Çanakkale-İstanbul güzergahında bulunan 550-03 nolu devlet karayolu ise Gelibolu yarımadasının doğu kıyılarını takip ederek Keşan veTekirdağ'a ve daha sonrada İstanbul'a ulaşmaktadır.
İl merkezi ilçelerden; Ayvacık'a 68 km, Bayramiç'e 72 km, Biga'ya 94 km, Bozcaada'ya 58 km, Çan'a 77 km, Eceabat'a 5 km, Ezine'ye 46 km, Gelibolu'ya 34 km, Gökçeada'ya 59 km, Lapseki'ye 34 km ve Yenice ilçesine 100 km uzaklıktadır.
Şehir merkezindeki otobüs terminalinden günün her saatinde ilçelere otobüs ve minibüs seferleri yapılmaktadır.

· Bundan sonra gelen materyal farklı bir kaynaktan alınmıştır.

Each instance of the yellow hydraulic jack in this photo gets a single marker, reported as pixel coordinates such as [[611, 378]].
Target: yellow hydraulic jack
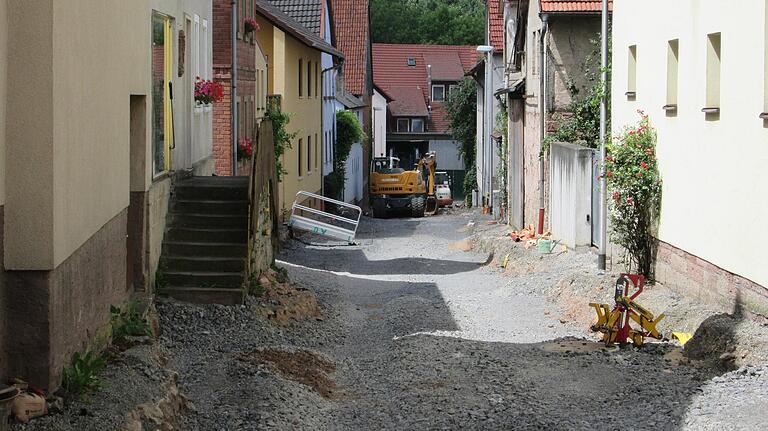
[[615, 323]]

Gökçeada'ya yaz-kış Çanakkale'den ve Kabatepe'den gemi seferleri yapılmakta olup günübirlik dönüş imkanı bulunmaktadır. Bozcaada ile ulaşım Geyikli-Yükyeri iskelesinden sağlanmaktadır.

ÇANAKKALE MUTFAĞI

Çanakkale’de yeşil ve mavi kucaklaşır. İçmeleri, ayazması meşhur olan Çanakkale’nin bitkileriyle güzellik ve şifa kaynağı olan mitolojik Kaz Dağını da unutmamak gerekir. Bereketli toprakları tarıma elverişli olduğu gibi hatırı sayılır düzeyde hayvancılık da yapılır. Üretildiği ilçenin adıyla nam salmış Ezine peyniri damak şenlendiren bir lezzettir.

Yaygın mandıralarda en kaliteli süt ürünleri hijyenik ortamlarda hazırlanır. Süt ürünleri bakımından bu denli verimli olan şehrin mutfağı da ağırlıklı olarak bu yönde şekillenmiştir. Tatlılardan, yemeklere çoğu yerde ya süt, peynir ve kaymak ya da yoğurt lezzet katan bir unsur olarak eklenir.

Yazın yapılan kışlık hazırlıkları ve hamur işleri de göz dolduran çeşitliliktedir. Toprağı kadar denizi de bereketli olan Çanakkale’de pek çok farklı türde balık ve deniz ürününe de mutfakta yer verilir.

Akıtma, simit lokumu, kaçamak, piruhi, hıdrellez yahnisi, tavuklu mantı ve bakla keşkeği Çanakkale mutfağının yerel lezzetlerindendir.